数少ない見事な訳語の一つは「割り込み」です。これは
interruption(中断)の訳語です。人が仕事中に電話のベルで割り込まれるように、プログラムに従って動いていたコンピュータが中断信号によって優先度の高いプログラムの実行を始めるという動作のことです。このような訳語は多くありません。かつて「算法」(アルゴリズム)、「算譜」(プログラム)、「帳」(ファイル)といった訳語を提案した人がいましたが、定着しませんでした。
それに比べてフランス語では、多くのコンピュータ技術用語の訳語を作っています。以下は、私が1983年にフランス人技術者から教えてもらったものです。
英語の技術用語 |
フランス語の訳語 |
読み |
訳語の元の意味 |
hardware(ハードウェア) |
matériel |
マテリエル |
機材 |
software(ソフトウェア) |
logiciel |
ロジシエル |
論理物 |
database(データベース) |
archivage de données |
アルシヴァージュ・ドゥ・ドネ |
データの保管庫 |
このようなフランス語のコンピュータ技術用語は、辞典にすぐに載るわけではないので、日本にいてはなかなか知ることができません。私は、「インターネット」はフランス語でどう言うんだろうかと思っていました。
inter-はフランス語にもある接頭辞で、「ネット」は
réseau[レゾー]というので、
interréseau[アンテレゾー]という訳語でも作っているのだろうかと考えていました。
昨年(2000年)、フランスの技術者Aさんの訪問を受けた機会に訪ねてみました。答えてくれたのは「アンテルネット」。え?
英語の
internetという綴りをそのまま取り入れているようです。接頭辞
inter-はフランス語の読みのまま「アンテル」(
inは、「エ」よりもやや「ア」に近い口つきで声を鼻に抜く鼻母音で、「アン」と聞こえます)。
netは英語と同じように「ネット」と読むのだそうです。フランス語では、語末の単独の
tは無音になるのが原則なので、これはフランス語の発音としては例外になります。つまり、フランス語と英語のチャンポン読みです。
「フランスでは英語を翻訳するのではありませんか?
matérielとか
logicielとか」と尋ねたら、Aさんはこう言っていました。
「かつては、大臣の政策でそうしていたのです。今は、その時の大臣は亡くなって、状況が変わっています。アメリカから輸入したコンピュータシステムのマニュアルは、厚さの総計が何メートルにもなります。それを全部フランス語に翻訳しないと販売してはいけないというのでは、商売になりません。業界から訴えたら、政府はしかたなしにmust(しなければならない)からstrongly recommended(強く推奨される)に譲歩しました。

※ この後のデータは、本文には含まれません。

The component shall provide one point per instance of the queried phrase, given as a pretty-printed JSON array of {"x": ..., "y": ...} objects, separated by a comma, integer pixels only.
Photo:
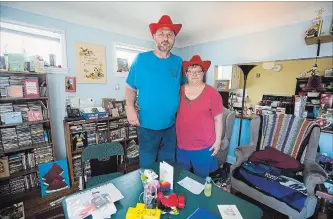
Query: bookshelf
[
  {"x": 112, "y": 129},
  {"x": 25, "y": 145}
]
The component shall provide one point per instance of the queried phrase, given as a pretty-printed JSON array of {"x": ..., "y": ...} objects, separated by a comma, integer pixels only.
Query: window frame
[
  {"x": 130, "y": 47},
  {"x": 62, "y": 39}
]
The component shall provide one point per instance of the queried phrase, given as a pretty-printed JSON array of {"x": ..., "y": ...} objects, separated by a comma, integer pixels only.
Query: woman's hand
[{"x": 216, "y": 147}]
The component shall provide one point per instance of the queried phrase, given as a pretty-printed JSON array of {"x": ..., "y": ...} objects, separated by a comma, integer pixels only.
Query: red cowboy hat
[
  {"x": 165, "y": 21},
  {"x": 196, "y": 60}
]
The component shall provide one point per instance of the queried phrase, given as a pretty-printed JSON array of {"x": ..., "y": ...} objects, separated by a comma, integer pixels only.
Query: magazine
[{"x": 97, "y": 202}]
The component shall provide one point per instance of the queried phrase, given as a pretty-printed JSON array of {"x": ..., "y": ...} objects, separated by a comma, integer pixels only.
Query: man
[{"x": 155, "y": 76}]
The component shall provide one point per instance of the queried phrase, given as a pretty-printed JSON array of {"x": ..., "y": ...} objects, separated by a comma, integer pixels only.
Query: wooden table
[{"x": 131, "y": 187}]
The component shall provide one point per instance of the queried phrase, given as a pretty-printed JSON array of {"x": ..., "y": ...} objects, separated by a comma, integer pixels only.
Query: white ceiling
[{"x": 202, "y": 21}]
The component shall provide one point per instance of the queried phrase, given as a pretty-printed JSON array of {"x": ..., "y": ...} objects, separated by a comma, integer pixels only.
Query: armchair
[{"x": 312, "y": 173}]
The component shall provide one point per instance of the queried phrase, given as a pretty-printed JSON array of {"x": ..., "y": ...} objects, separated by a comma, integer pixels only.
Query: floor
[{"x": 272, "y": 214}]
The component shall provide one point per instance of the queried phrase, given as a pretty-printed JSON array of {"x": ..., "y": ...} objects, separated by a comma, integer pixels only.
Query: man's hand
[
  {"x": 132, "y": 116},
  {"x": 216, "y": 147}
]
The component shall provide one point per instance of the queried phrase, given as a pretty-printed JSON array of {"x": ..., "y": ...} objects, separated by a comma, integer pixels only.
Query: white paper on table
[
  {"x": 192, "y": 185},
  {"x": 166, "y": 173},
  {"x": 229, "y": 212},
  {"x": 108, "y": 210}
]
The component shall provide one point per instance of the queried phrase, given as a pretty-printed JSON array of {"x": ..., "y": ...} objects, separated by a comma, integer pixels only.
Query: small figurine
[
  {"x": 164, "y": 186},
  {"x": 170, "y": 204}
]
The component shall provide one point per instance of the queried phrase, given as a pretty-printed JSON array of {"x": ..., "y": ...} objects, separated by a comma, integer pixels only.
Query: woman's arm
[
  {"x": 218, "y": 132},
  {"x": 218, "y": 127}
]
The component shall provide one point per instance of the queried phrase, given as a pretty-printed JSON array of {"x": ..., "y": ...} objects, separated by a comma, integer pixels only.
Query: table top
[{"x": 130, "y": 186}]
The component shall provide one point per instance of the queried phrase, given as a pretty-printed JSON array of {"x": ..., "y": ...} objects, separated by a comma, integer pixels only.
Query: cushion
[{"x": 276, "y": 158}]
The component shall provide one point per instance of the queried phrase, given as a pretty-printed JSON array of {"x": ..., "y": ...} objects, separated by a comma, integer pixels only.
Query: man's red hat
[
  {"x": 165, "y": 21},
  {"x": 196, "y": 60}
]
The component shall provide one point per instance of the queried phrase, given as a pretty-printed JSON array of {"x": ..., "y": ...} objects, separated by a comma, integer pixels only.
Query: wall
[
  {"x": 57, "y": 88},
  {"x": 281, "y": 43},
  {"x": 283, "y": 82}
]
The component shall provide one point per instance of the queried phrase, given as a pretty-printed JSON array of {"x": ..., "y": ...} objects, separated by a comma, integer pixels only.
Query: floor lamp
[{"x": 246, "y": 69}]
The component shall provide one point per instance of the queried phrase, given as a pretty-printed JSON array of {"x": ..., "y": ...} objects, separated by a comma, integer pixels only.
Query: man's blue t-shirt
[{"x": 157, "y": 82}]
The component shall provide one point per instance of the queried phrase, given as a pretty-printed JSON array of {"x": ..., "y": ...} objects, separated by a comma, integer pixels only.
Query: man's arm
[
  {"x": 218, "y": 127},
  {"x": 130, "y": 96}
]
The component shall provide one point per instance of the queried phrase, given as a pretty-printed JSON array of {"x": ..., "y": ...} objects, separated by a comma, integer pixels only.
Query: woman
[{"x": 199, "y": 120}]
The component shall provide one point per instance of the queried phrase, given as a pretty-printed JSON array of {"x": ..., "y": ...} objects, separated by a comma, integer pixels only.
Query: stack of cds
[
  {"x": 9, "y": 138},
  {"x": 4, "y": 108},
  {"x": 28, "y": 160},
  {"x": 132, "y": 152},
  {"x": 90, "y": 128},
  {"x": 76, "y": 128},
  {"x": 16, "y": 80},
  {"x": 23, "y": 135},
  {"x": 43, "y": 154},
  {"x": 4, "y": 83},
  {"x": 17, "y": 185},
  {"x": 132, "y": 132},
  {"x": 35, "y": 105},
  {"x": 37, "y": 134},
  {"x": 77, "y": 168},
  {"x": 4, "y": 189}
]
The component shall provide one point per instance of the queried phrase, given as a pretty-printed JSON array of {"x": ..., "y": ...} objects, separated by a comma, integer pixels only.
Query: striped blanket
[{"x": 286, "y": 133}]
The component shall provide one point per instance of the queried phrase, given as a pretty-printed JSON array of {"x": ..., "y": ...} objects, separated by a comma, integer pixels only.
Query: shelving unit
[
  {"x": 74, "y": 154},
  {"x": 309, "y": 106},
  {"x": 32, "y": 147}
]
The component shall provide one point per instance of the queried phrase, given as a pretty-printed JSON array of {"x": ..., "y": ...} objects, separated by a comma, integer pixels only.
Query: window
[
  {"x": 31, "y": 41},
  {"x": 225, "y": 73},
  {"x": 125, "y": 55}
]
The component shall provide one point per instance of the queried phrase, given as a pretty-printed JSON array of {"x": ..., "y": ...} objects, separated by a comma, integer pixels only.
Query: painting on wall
[
  {"x": 90, "y": 63},
  {"x": 70, "y": 84},
  {"x": 53, "y": 177}
]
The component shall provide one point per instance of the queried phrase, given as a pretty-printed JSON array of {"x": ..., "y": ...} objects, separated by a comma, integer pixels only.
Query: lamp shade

今は英語そのままの用語が増えていますよ。」
その気になってフランスのサイト(たとえば
ここ)を見てみると、最新のコンピュータ技術用語には、「ダウンロード」を訳した
télécharger[テレシャルジェ]、英語をそのまま取り入れた
plug-in(読みは「プルグ・イン」だそうです
(*))など、いろいろあるようです。
(*) plugのuの、フランス語での近似音は、neuf[ヌフ](数9)のeuと同じ。「オ」と「エ」の中間音で、日本語では「ウ」で近似しますが、口の開きがやや大きいので「ア」にも聞こえるというややこしい母音です。
さて、「インターネット」をフランス語で「アンテルネット」と言うことを知った後、ある時ふと、
OCNの「コミ・デ・プラン」(インターネット料金と電話料金がいっしょになった料金プラン)のテレビCMを思い出しました。マリー・アントワネットの格好をしたタカラジェンヌが「私はマリー・インターネット」と言うものです。
もしかしてこれは、フランス語の発音で「マリー・アンテルネット」と言えばフランス人にもウケる駄洒落でしょうか?今度Aさんに会ったらきいてみようっと。
(2001年8月24日追記) Aさんが来日したので、きいてみました。ウケました。